First Florida Tests a Fast Card Approval System
Communications technology now being tested could enhance the credit card processing business by letting banks process transaction authorizations faster for small merchants.
First Florida Bank is the first institution to test the service, which is offered by Bell South, a regional telephone company serving the Southeast. The service should let banks process credit card authorizations for retailers in about seven seconds, using regular phone lines.
Bankers believe this will help them gain more merchant customers, especially small and medium-size merchants. This market is important because the market for credit card services to large retailers is saturated.
A |Backbone' Constituency
"Little shops are still the backbone of this area," said Lou Diaz, product manager of electronic services at First Florida, a $5.7 billion-asset institution based in Orlando with an average-size merchant processing business.

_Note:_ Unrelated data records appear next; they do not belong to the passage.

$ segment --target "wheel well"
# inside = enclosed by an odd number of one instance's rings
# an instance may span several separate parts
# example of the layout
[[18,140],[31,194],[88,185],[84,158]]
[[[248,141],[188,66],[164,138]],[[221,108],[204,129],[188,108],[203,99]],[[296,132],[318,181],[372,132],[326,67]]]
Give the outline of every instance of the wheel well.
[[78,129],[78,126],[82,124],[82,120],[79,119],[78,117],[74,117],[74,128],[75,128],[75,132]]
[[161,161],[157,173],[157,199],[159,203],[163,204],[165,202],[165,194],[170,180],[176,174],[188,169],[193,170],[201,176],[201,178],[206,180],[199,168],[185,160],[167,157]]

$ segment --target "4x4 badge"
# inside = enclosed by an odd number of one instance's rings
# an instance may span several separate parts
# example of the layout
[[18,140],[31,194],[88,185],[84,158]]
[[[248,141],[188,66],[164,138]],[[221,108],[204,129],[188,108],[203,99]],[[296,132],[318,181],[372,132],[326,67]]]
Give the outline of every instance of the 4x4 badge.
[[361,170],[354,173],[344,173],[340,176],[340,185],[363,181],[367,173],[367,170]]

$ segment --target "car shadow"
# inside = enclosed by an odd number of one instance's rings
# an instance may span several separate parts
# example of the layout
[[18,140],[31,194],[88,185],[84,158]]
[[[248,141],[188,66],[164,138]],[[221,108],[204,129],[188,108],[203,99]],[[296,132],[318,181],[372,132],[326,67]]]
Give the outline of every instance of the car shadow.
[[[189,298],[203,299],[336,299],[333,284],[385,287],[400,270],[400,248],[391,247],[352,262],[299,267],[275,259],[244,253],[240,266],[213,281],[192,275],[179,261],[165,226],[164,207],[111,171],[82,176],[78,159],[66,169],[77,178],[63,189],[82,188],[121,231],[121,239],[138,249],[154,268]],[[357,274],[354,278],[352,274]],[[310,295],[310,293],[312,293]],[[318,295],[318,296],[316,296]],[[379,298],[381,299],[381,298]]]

Credit card authorizations over regular phone lines typically take up to 30 seconds, which is a problem when retailers such as fast-food restaurants or video stores have heavy traffic at checkout counters. Large retailers process enough transactions to justify leasing costlier private data lines to get faster authorizations. Small retailers cannot afford such lines.
Banks and card companies have been experimenting with technologies - including radio and television signals and satellite transmission - to lower authorization response times in order to attract the business of merchants requiring low-cost, high-speed links.
In the First Florida test, equipment known as "packet switching" systems made by Northern Telecom will allow for high-speed data transmission on Bell South telephone lines. Packet switching involves breaking up data transmissions into small segments that are reassembled at the receiving end. The equipment is installed in telephone company offices.
"The technology is similar to leased lines but is less costly," Mr. Diaz said.
In addition to its merchant business, First Florida has a sizable agent bank program, in which it processes merchant transactions for customers of 150 smaller institutions in Florida.
"Our member banks are very excited by the speed and reliability of the packet network," said Mr. Diaz. "The time has come for this idea."
The bank recruited eight merchants for the trial in Orlando. The service is available whereever Bell South operates; the bank plans to begin offering it in the Miami area if the Orlando test succeeds.